1a.Objectives (from AD-416):
To identify gene expression patterns specific to individual disorders which can be developed into biomarkers for predicting apple fruit disorders, thus determining storage plans for fruit held in controlled atmosphere storage.
1b.Approach (from AD-416):
Facilitate RNAseq transcriptome analysis of apple tissues under conditions conducive to apple fruit postharvest disorders. We will harvest apple tissues, extract mRNA, create primer-tagged cDNA libraries, sequence said libraries via Illumina HighSeq, sort and trim sequences and process for quality, map to the public apple genome sequence and determine expression patterns via read counting. Resulting data will then feed into the larger NIFA funded apple consortium project for selection and development of biomarkers.

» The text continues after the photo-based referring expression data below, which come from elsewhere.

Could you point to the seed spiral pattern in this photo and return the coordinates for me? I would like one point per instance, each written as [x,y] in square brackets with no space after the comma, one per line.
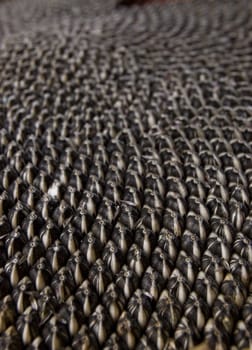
[125,175]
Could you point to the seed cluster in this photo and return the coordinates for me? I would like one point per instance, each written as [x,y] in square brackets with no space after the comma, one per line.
[125,175]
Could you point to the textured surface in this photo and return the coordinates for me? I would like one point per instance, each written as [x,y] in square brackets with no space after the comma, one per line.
[125,175]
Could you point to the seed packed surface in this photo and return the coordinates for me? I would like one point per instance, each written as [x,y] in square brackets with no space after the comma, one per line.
[125,175]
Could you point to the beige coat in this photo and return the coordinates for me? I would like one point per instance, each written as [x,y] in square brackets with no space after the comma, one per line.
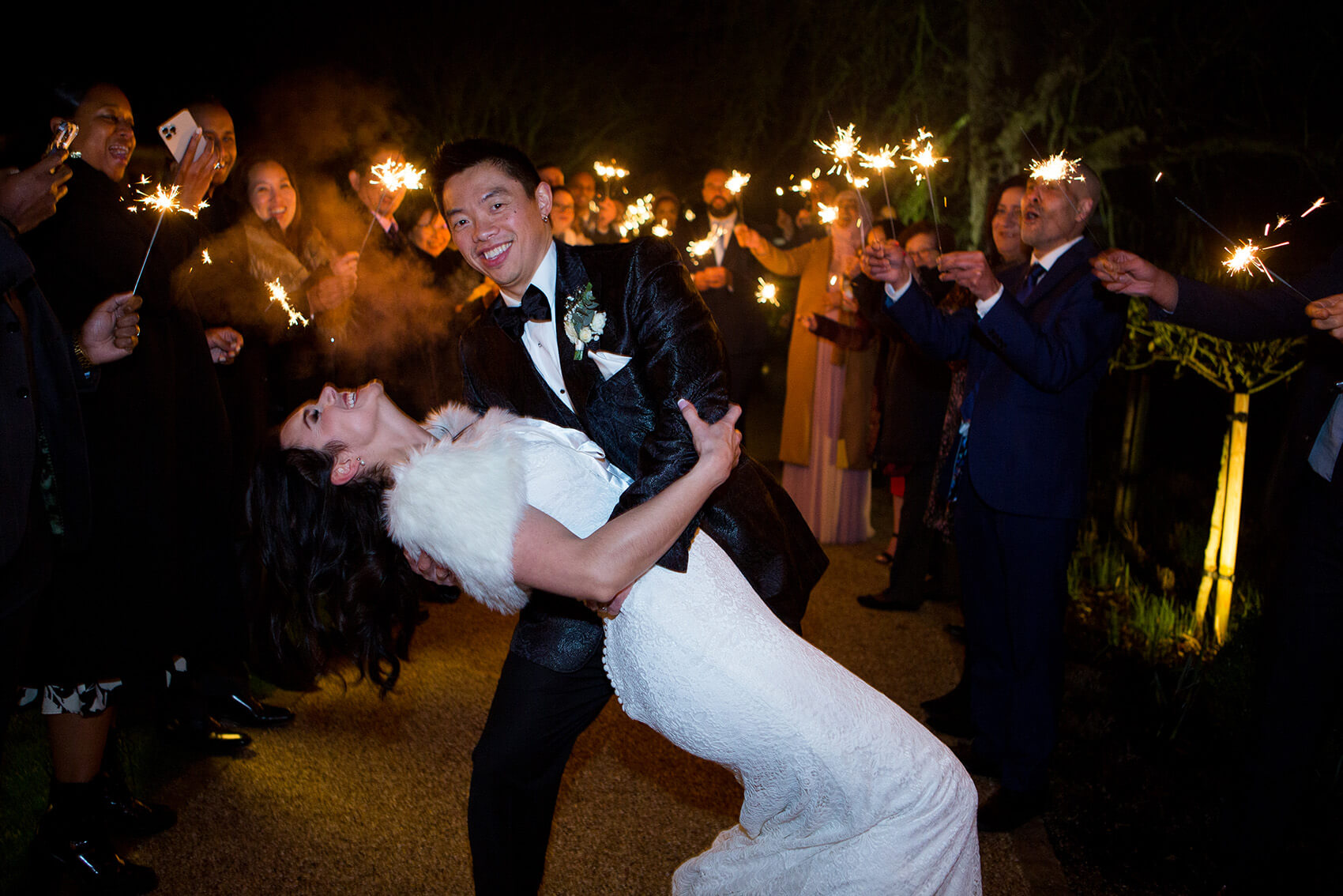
[811,262]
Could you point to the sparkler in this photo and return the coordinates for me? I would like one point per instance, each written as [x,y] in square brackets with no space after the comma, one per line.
[391,176]
[923,157]
[702,247]
[164,201]
[767,293]
[1056,170]
[635,215]
[1244,255]
[278,295]
[1314,205]
[734,186]
[880,161]
[608,174]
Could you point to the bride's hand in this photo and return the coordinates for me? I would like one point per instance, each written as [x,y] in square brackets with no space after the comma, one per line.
[719,443]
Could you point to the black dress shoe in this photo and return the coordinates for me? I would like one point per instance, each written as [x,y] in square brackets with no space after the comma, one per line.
[884,600]
[957,725]
[951,703]
[124,815]
[250,712]
[1007,811]
[93,864]
[976,763]
[207,735]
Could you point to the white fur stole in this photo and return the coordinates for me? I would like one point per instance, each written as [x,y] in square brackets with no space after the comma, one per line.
[461,502]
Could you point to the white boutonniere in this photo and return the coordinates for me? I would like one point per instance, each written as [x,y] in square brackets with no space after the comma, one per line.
[583,322]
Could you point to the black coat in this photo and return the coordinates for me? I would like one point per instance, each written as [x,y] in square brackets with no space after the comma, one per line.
[654,318]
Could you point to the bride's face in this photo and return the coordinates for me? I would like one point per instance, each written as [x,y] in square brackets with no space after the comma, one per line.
[364,420]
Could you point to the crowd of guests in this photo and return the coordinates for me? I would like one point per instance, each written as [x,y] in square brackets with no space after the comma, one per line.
[962,378]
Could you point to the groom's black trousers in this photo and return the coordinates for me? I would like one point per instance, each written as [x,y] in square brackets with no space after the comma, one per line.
[516,769]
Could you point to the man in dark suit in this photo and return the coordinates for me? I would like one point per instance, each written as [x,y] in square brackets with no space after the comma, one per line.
[602,339]
[1037,345]
[1304,612]
[725,277]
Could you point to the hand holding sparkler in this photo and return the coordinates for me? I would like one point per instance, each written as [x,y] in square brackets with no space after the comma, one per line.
[224,343]
[970,270]
[886,262]
[1327,314]
[1123,272]
[111,329]
[748,238]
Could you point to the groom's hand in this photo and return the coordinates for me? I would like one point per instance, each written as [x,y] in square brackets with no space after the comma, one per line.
[427,570]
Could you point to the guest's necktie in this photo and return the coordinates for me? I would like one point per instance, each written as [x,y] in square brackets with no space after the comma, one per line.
[512,318]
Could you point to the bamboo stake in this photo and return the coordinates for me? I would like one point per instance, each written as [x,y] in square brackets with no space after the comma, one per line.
[1214,539]
[1232,520]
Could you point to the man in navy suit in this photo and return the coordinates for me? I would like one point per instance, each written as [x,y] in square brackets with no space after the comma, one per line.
[1037,344]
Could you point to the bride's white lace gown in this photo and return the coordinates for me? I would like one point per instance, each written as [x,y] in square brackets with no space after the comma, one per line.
[845,792]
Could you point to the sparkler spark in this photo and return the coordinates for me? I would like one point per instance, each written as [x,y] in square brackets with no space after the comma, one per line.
[1247,257]
[702,247]
[610,172]
[635,215]
[161,199]
[1314,205]
[393,175]
[842,149]
[880,160]
[278,295]
[922,155]
[767,293]
[1057,170]
[736,182]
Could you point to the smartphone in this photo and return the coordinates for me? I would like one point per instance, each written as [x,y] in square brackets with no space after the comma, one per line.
[66,132]
[176,134]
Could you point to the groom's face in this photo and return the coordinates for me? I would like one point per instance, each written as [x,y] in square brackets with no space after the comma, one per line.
[497,224]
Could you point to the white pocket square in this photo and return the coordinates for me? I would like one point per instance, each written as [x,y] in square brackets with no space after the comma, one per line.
[608,363]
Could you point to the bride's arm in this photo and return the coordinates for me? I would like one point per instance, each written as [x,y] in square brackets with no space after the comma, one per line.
[551,558]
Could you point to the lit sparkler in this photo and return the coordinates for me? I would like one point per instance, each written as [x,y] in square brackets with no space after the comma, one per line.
[702,247]
[635,215]
[842,149]
[278,295]
[1057,170]
[393,175]
[767,293]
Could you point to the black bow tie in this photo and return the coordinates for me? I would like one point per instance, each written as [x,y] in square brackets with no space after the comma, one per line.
[512,320]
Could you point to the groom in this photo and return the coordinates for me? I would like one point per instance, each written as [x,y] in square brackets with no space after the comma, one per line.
[600,339]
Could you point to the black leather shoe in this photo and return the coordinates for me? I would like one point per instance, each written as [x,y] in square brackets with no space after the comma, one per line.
[1007,811]
[250,712]
[976,763]
[957,725]
[210,736]
[93,864]
[882,600]
[953,703]
[124,815]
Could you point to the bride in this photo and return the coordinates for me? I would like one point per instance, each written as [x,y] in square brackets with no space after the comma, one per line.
[845,792]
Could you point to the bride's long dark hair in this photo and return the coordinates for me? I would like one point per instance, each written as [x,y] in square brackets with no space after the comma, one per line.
[335,585]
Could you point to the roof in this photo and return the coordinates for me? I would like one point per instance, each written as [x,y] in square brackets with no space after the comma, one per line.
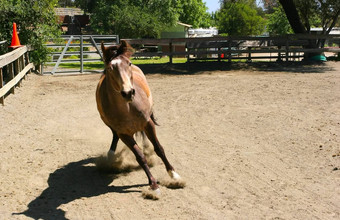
[185,25]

This project is part of a broader multi-institutional effort directed toward eventual development of diagnostic tools for predicting apple fruit storage disorders negatively impacting fruit appearance or quality so that decisions can be made regarding optimal use of specific apple storage lots. For example, apple storage lots showing markers for late term apple fruit disorders might be targeted for early fresh use or sent to the processing stream if stored for a longer period so as to recover maximal product benefit. Specific activities under this project include testing of candidate gene expression patterns that may serve as early warning markers for various storage regimes and pre-storage treatments that might impact later development of fruit storage disorders. In the current year, we have developed extensive whole genome profile data from apples of various varieties and under a range of storage conditions and durations. We have identified a number of candidates for disorder marker use. These genes were then used to develop gene-specific probes for confirmation experiments designed to test their utility. This project is in all respects on schedule and on budget and indeed has exceeded objectives as advances in sequencing technology has allowed us to test more varieties, treatments and durations of storage than originally proposed.